Most talent acquisition teams are familiar with cost per hire. It's a core metric for understanding the efficiency of your recruiting function, and is simply calculated as the total recruiting budget divided by the total number of hires your organization has made.
Cost per hire will include things like third party recruiters, job board spend, technology (ATS, Recruitment CRM, assessment, etc), internal recruiters, career site CMS, and everything else that goes towards meeting your hiring goals.
The average cost per hire in the United States is just over $4,000 according to SHRM. From the reports we've read, this is a pretty good estimate. Of course, a company that hires only PhDs will have a much higher cost per hire, just as a quick service restaurant that needs comparably lowered skilled labor will have a lower cost per hire.

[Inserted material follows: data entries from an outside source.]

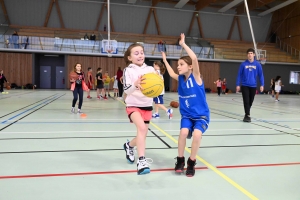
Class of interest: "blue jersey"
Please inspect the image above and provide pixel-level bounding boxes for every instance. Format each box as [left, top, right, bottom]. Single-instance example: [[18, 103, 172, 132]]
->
[[178, 74, 210, 122], [236, 60, 264, 87]]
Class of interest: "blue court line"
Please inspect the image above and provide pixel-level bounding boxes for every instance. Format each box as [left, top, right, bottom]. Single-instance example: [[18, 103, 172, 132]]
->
[[1, 96, 57, 124], [2, 119, 299, 124]]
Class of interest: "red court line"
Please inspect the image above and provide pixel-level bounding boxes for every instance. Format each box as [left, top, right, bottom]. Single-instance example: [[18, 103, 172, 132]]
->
[[0, 162, 300, 179]]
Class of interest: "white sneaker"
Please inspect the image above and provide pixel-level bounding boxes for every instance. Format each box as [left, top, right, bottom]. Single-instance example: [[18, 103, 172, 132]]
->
[[167, 109, 173, 119], [137, 157, 153, 175], [123, 142, 135, 164]]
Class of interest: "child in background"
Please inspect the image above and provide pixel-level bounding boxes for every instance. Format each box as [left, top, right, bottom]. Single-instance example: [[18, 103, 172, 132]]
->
[[113, 75, 119, 98], [162, 33, 210, 177], [152, 61, 173, 119], [123, 43, 155, 175], [0, 69, 8, 92], [96, 68, 104, 100], [214, 78, 222, 96]]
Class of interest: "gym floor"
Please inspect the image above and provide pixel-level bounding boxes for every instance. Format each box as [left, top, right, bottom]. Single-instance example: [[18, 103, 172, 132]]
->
[[0, 90, 300, 200]]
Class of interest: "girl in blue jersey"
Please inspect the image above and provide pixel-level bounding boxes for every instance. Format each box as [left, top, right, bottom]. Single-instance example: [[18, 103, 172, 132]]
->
[[162, 33, 210, 177]]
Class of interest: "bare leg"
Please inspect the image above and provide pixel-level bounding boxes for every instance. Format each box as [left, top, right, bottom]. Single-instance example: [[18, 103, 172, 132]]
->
[[129, 112, 149, 157]]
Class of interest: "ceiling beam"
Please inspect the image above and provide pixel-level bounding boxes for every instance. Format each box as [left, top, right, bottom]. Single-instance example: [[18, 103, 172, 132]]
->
[[195, 0, 217, 11], [152, 0, 161, 7], [174, 0, 189, 8], [95, 4, 107, 31], [236, 0, 275, 15], [258, 0, 297, 16], [0, 0, 10, 25], [218, 0, 243, 12], [54, 0, 65, 28]]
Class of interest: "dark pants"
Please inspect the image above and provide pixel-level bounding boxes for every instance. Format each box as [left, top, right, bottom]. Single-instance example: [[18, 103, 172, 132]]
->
[[217, 87, 221, 96], [241, 86, 256, 115], [72, 87, 83, 109], [118, 80, 123, 97]]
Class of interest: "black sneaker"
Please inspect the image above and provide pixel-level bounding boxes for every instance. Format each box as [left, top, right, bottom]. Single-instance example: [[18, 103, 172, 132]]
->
[[243, 115, 251, 122], [185, 158, 197, 177], [175, 157, 185, 173]]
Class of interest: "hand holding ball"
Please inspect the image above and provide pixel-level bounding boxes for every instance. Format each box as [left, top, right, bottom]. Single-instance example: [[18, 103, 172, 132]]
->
[[141, 73, 165, 98]]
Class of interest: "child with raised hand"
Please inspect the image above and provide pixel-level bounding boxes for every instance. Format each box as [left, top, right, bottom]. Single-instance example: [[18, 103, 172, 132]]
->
[[152, 61, 173, 119], [123, 44, 154, 175], [162, 33, 210, 177]]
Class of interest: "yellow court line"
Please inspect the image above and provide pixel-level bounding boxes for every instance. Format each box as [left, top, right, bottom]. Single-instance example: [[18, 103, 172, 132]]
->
[[117, 99, 258, 200], [150, 122, 258, 200]]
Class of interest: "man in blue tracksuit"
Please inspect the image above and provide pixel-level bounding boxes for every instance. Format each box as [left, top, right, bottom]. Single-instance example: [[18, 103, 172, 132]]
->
[[236, 48, 264, 122]]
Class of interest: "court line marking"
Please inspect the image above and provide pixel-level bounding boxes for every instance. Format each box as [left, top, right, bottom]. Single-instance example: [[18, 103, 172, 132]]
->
[[0, 162, 300, 179], [150, 122, 258, 200]]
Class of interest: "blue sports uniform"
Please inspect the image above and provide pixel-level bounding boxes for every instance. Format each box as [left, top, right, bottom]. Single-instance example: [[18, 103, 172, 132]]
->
[[178, 74, 210, 138]]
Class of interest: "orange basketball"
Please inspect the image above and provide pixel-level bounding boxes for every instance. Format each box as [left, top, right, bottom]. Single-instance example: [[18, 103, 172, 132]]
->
[[69, 71, 78, 80]]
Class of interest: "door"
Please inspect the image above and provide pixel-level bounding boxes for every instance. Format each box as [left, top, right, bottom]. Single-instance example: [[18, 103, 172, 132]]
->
[[55, 66, 65, 89], [40, 66, 51, 89]]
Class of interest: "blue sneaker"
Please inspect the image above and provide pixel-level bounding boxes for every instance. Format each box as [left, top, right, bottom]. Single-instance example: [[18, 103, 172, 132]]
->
[[152, 113, 159, 119], [137, 156, 153, 175], [167, 109, 173, 119], [123, 142, 135, 164]]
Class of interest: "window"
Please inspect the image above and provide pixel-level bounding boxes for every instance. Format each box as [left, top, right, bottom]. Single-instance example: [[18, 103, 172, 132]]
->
[[290, 71, 300, 84]]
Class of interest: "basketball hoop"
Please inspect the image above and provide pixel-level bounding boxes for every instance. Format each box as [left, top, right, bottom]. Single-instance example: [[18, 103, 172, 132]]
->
[[101, 40, 118, 57], [259, 58, 267, 65]]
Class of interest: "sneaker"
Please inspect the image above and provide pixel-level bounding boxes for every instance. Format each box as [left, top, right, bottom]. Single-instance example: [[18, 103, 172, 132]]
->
[[152, 113, 159, 119], [123, 142, 135, 164], [136, 156, 153, 175], [243, 115, 251, 122], [185, 158, 197, 177], [175, 156, 185, 173], [167, 109, 173, 119]]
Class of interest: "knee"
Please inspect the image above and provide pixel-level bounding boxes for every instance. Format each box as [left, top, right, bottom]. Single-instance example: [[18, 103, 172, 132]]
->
[[137, 124, 148, 136]]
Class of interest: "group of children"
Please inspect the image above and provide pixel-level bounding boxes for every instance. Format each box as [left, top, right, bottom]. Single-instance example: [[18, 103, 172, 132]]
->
[[270, 76, 284, 102], [214, 78, 227, 96], [70, 34, 210, 177]]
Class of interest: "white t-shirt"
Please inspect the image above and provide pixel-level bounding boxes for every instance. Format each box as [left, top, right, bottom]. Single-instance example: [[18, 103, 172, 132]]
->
[[275, 80, 281, 91]]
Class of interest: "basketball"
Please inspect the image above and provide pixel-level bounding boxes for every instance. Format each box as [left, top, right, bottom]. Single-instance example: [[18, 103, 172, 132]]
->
[[104, 76, 110, 83], [141, 73, 165, 98], [170, 101, 179, 108], [69, 71, 78, 80]]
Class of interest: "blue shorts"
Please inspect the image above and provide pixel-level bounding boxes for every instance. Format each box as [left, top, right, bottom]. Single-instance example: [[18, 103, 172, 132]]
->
[[180, 117, 208, 139], [153, 95, 164, 104]]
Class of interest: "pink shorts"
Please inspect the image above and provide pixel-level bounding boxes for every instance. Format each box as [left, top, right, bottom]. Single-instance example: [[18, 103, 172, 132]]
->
[[126, 107, 152, 124]]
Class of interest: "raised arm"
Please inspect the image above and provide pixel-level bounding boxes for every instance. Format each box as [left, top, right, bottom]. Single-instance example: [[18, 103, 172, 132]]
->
[[161, 52, 178, 81], [179, 33, 202, 85]]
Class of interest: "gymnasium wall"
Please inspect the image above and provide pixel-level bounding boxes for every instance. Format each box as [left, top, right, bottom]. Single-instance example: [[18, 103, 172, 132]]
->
[[0, 0, 271, 42], [271, 1, 300, 50], [0, 52, 33, 86], [220, 62, 300, 92]]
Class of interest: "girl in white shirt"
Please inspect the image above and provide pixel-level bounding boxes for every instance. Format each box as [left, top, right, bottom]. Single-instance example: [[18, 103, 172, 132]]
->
[[275, 76, 284, 101], [123, 44, 155, 175]]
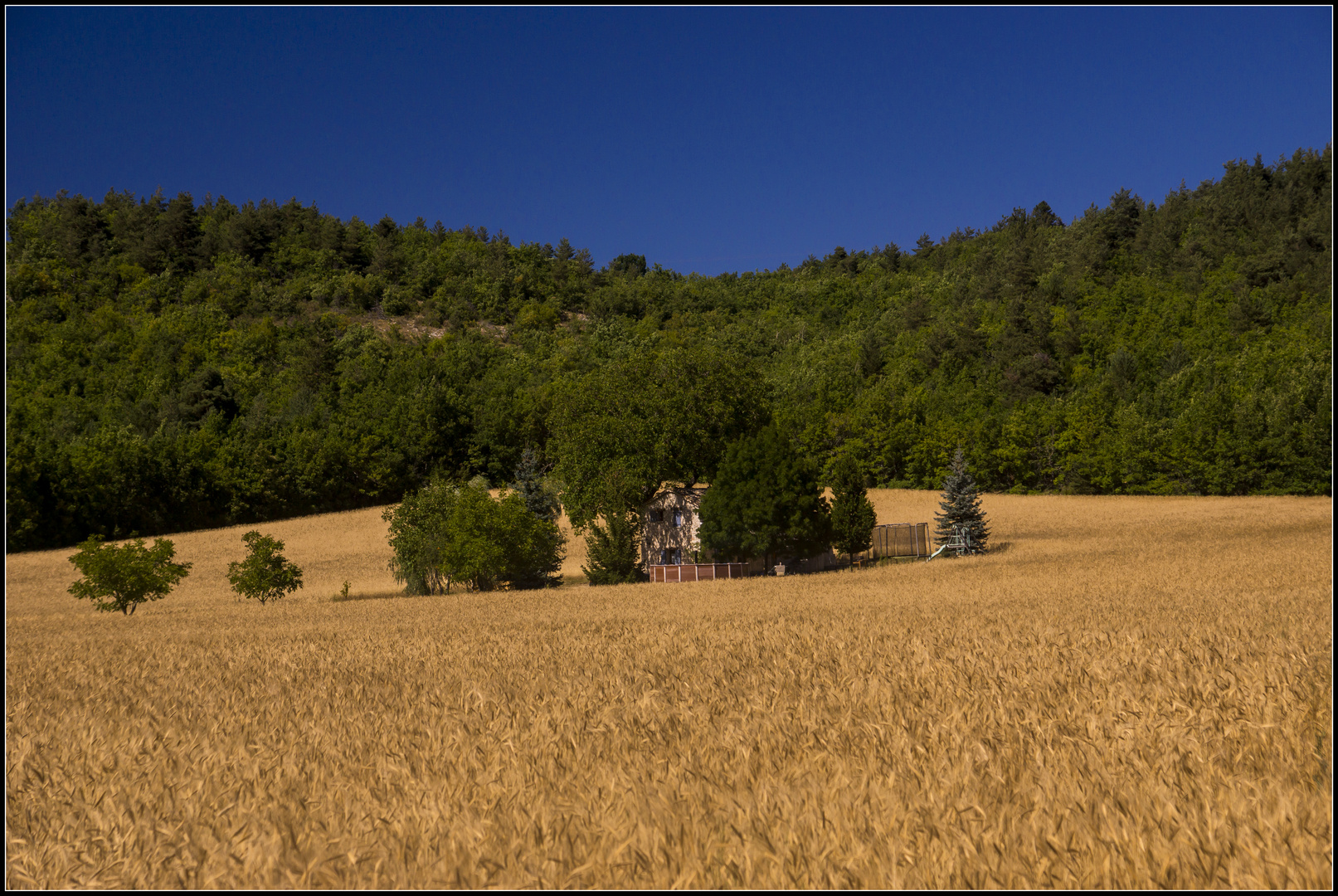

Within an organization, you no doubt also have very different costs when you look at exec recruiting vs engineering vs customer success vs etc. As a business, it's very useful to know how much on average it costs you to hire an engineer so that you are aware of your most and least expensive channels.
Marginal Cost Per Hire
However, it's really not enough to think about your cost per hire by function. I know, most orgs aren't even there yet. But, hear me out as I think understanding what marginal cost per hire means and why it's important will help you make a plan to get to where you need to be when it comes to understanding this very important data in your organization.
Your marginal cost per hire is the cost of hiring one more person in your company (or a given function in your company). For example, let's say we have a cost per hire of $10k per each engineer in our company. We might get that by adding up all the costs associated with engineer hiring (recruiters, media spend, tech, engineer time, etc) and dividing that by the number of hires. That's a really great number to know, own, and optimize.
However, how much should it cost us to hire one more engineer? Should it be $10k? Well, that number includes fixed costs like ATS spend, your employer branding budget, your career site, etc. So, we'd actually want to shoot for a much lower number.
What is that number? Well, we need to understand how much we're paying for each incremental hire. To get another hire, you will need to expend some recruiter time, but they'll already be using tools you pay for. You may have to spend some money on job boards, but you already have those contracts and so may be trying to hit minimums, or may be capturing volume discounts at this point. Chances are, your marginal cost per higher is much lower than your average.
However, it may actually be that we're spending MORE than our average. Think about an unrealistically small talent market where there are only 100 people with a given skill set. We employ 15 and each year we hire another 3 from word of mouth in that community. What if we want to hire 5 this year? We'll probably have to spend money on a recruiter or at least sourcing.
Paid Media and Marginal Cost Per Hire
The most important way to use marginal cost per hire is to decide where to deploy your paid media dollars. When thinking about one job board vs another, you need to think about which will deliver the best incremental cost per hire. Of course, using a top programmatic job ads platform will do a lot of this work for you.
This is the same framework you should apply to new channels. If your incremental cost per hire for sales people is $3k, then that is the bar that new channels need to hit. It doesn't matter than your overall cost per hire is $10k, you can get more sales people for $3k which becomes your par for new vendors to hit.
How is your team thinking about cost per hire? Do you break it out by function? Do you think about incremental vs total cost?